TRAP laws (Targeted Regulations of Abortion) have become an important policy tool for the pro-life movement at the state level. They’ve used these laws to effectively close many abortion clinics, based on the dubious claim that the regulations that led the clinics to close were necessary to protect women’s health. The Supreme Court just struck down a TRAP Louisiana, as they did in Texas a few years earlier.
For the purposes of this post, assume the pro-life position is correct. Should pro-lifers support TRAP laws? On the one hand, the answer seems to be yes, because stopping abortion is a moral emergency, and shutting down abortion clinics probably reduces the abortion rate somewhat.
One might reply that deception is wrong even in the favor of one’s most important political objectives, and even when your opponents do it. But stopping abortion might be so morally urgent that deception can be justified. So this point will probably only succeed for pro-lifers who think deception is always prohibited (like orthodox Catholics).

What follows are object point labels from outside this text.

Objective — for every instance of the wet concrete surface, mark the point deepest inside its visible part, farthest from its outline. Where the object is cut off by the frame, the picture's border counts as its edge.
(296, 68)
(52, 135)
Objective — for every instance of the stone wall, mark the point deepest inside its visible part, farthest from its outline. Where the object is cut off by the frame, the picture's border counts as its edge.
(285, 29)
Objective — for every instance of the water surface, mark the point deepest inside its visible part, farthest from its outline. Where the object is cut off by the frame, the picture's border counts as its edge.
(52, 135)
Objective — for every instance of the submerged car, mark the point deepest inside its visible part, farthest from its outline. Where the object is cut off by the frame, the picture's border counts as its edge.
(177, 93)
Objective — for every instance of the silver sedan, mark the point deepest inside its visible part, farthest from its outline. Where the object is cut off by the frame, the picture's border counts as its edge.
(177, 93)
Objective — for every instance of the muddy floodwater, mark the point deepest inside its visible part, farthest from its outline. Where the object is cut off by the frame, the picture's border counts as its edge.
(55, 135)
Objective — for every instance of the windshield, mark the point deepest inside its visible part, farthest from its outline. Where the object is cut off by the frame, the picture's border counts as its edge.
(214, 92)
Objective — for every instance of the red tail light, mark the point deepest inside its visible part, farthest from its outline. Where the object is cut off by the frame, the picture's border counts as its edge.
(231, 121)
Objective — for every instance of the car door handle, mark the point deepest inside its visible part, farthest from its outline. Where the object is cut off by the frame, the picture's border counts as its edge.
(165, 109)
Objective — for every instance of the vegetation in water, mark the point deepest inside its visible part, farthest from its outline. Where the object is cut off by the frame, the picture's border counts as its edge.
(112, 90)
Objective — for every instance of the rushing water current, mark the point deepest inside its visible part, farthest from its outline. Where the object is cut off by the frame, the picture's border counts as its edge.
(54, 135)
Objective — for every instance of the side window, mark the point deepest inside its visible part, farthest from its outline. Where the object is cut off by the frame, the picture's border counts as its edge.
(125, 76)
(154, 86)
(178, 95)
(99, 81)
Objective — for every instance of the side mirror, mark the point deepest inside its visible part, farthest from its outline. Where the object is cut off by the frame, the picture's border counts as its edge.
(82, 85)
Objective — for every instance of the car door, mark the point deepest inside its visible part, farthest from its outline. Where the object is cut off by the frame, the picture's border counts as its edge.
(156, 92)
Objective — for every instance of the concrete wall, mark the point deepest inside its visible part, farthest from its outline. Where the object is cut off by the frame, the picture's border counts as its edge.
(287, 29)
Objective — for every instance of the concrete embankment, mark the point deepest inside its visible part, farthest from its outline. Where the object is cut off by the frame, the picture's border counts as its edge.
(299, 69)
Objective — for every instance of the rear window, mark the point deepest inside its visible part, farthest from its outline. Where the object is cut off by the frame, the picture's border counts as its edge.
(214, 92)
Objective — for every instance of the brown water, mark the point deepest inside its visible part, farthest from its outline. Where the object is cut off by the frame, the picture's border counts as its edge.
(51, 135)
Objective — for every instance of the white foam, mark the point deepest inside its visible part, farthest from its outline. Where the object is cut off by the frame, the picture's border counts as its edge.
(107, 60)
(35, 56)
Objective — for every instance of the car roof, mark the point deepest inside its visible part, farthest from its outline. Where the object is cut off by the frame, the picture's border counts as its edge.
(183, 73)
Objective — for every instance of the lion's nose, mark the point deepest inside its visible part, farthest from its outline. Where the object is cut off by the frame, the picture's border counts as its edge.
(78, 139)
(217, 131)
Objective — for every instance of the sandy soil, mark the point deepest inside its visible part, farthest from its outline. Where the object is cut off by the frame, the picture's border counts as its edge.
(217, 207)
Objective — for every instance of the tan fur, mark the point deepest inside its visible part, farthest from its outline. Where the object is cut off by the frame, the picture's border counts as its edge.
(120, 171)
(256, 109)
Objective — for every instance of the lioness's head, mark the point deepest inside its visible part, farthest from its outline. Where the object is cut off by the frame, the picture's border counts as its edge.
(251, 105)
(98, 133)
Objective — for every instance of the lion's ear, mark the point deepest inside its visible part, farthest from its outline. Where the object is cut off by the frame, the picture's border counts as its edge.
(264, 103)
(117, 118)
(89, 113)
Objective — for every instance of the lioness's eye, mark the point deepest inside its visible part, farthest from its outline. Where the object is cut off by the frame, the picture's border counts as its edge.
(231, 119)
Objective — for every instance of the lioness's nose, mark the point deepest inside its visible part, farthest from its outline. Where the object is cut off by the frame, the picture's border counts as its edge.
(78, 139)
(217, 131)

The better argument against supporting TRAP laws is that doing so discredits the character of the pro-life movement. Recall that the average pro-choice activist doesn’t usually want to talk about whether the unborn are persons; they seldom want to talk philosophy with pro-lifers. Instead, they usually to talk about whether pro-lifers hate the poor and want to control women. I know many pro-choicers who are absolutely convinced that pro-lifers *must* be badly motivated. Why? I can’t tell. But here’s my guess. If pro-lifers are sincere in their love for the unborn, and virtuous in fighting for their cause, they are harder to dismiss, and their arguments are harder to dismiss. And this in turn raises the possibility that pro-lifers might be right. Scary stuff for progressives who tend to think of themselves as on the right side of history.
That’s why I think pro-lifers should want their political and rhetorical strategies to be above reproach, to show those on the fence that pro-lifers aren’t monsters, that they don’t hate women, and that they support the poor. So perhaps the pro-life movement went down the wrong road in these cases.